Cbre

CBRE's analysis highlights persistent supply constraints in the US data center market, driven by unprecedented AI-driven demand that has pushed vacancy rates to historic lows. The primary challenge has shifted from demand growth to the critical bottleneck of delivery timelines. Overcoming physical and regulatory hurdles to enable new capacity is now the central focus for market performance and future expansion.

The firm now emphasizes securing entitled land with existing power infrastructure as crucial for successful expansion, addressing delays from utility connections and complex permitting. This strategic pivot acknowledges that operational readiness, rather than broad demand observation, dictates future sector capacity. CBRE's focus has sharpened from diagnosing demand to pinpointing granular execution risks limiting new supply delivery.

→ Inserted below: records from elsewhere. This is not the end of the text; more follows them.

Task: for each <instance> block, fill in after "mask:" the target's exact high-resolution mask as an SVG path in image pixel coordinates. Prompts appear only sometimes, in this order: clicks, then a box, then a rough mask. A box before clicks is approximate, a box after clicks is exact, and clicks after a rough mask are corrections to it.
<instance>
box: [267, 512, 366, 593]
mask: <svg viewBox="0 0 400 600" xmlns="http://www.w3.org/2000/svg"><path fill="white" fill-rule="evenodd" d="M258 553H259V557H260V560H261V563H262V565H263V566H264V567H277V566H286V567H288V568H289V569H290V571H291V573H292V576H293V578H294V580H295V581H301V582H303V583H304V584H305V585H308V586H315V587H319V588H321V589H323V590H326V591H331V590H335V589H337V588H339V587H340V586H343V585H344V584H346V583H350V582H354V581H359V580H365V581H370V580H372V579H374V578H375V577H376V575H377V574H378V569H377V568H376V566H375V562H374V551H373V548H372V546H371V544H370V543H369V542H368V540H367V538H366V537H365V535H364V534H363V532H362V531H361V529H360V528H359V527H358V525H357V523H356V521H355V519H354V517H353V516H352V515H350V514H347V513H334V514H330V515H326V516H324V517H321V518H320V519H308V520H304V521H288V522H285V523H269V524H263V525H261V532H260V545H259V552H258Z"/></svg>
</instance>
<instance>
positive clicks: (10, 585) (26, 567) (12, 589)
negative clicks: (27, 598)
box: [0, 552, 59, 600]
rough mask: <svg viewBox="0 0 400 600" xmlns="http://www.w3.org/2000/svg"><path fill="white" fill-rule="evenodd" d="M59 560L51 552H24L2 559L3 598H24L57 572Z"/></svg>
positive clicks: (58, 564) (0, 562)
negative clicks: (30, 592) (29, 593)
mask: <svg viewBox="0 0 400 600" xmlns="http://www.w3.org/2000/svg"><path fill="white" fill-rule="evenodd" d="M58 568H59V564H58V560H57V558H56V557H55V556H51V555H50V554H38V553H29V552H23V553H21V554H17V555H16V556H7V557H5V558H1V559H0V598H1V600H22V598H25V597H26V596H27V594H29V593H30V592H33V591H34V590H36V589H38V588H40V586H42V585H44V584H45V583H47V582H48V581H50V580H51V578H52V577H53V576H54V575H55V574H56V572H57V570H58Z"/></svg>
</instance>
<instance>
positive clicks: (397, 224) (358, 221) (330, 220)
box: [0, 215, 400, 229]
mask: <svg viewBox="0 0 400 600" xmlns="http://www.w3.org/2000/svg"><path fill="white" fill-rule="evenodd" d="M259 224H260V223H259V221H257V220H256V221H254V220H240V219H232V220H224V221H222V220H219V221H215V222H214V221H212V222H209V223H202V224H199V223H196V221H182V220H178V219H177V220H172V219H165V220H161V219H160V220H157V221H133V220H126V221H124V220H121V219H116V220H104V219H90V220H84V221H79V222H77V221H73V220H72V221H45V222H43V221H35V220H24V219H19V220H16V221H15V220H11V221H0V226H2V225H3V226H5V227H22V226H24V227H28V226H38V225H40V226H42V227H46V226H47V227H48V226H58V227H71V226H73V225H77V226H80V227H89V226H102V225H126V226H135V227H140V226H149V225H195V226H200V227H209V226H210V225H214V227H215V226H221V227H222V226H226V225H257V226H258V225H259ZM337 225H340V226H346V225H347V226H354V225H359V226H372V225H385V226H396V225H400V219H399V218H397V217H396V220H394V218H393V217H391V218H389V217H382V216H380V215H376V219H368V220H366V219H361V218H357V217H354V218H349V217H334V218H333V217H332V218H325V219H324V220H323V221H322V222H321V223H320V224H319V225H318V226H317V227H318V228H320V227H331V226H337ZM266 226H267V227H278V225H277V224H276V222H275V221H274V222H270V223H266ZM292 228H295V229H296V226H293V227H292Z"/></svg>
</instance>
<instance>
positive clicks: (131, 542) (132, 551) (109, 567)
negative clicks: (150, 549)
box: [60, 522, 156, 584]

In Europe, CBRE projects hyperscaler self-build capacity growth will outpace colocation supply expansion, though overall absorption in 2025 may be weaker than anticipated. This introduces a nuance regarding absorption rates despite strong underlying capacity build-out trends. CBRE's evolving position solidifies around infrastructure enablement as the key determinant moving toward 2026, particularly in the US, where rapid connection of ready capacity is paramount.

Last updated May 24, 2026

Coverage

According to CBRE, pricing for FLAPD capacity is anticipated to increase by 12 percent this year due to escalating demand, as stated by the consultancy firm.
According to CBRE projections, European hyperscaler self-build capacity expansion is expected to outpace colocation supply growth, although overall supply absorption in 2025 is anticipated to be weaker than expected.
The article analyzes how the availability of entitled land with existing power infrastructure is directly fueling the expansion of data center construction projects.
CBRE's 2026 outlook suggests that while demand for data centers in the United States is surging due to artificial intelligence, leading to historic low vacancy and higher pricing, delivery timelines are now constrained by power availability and construction risk.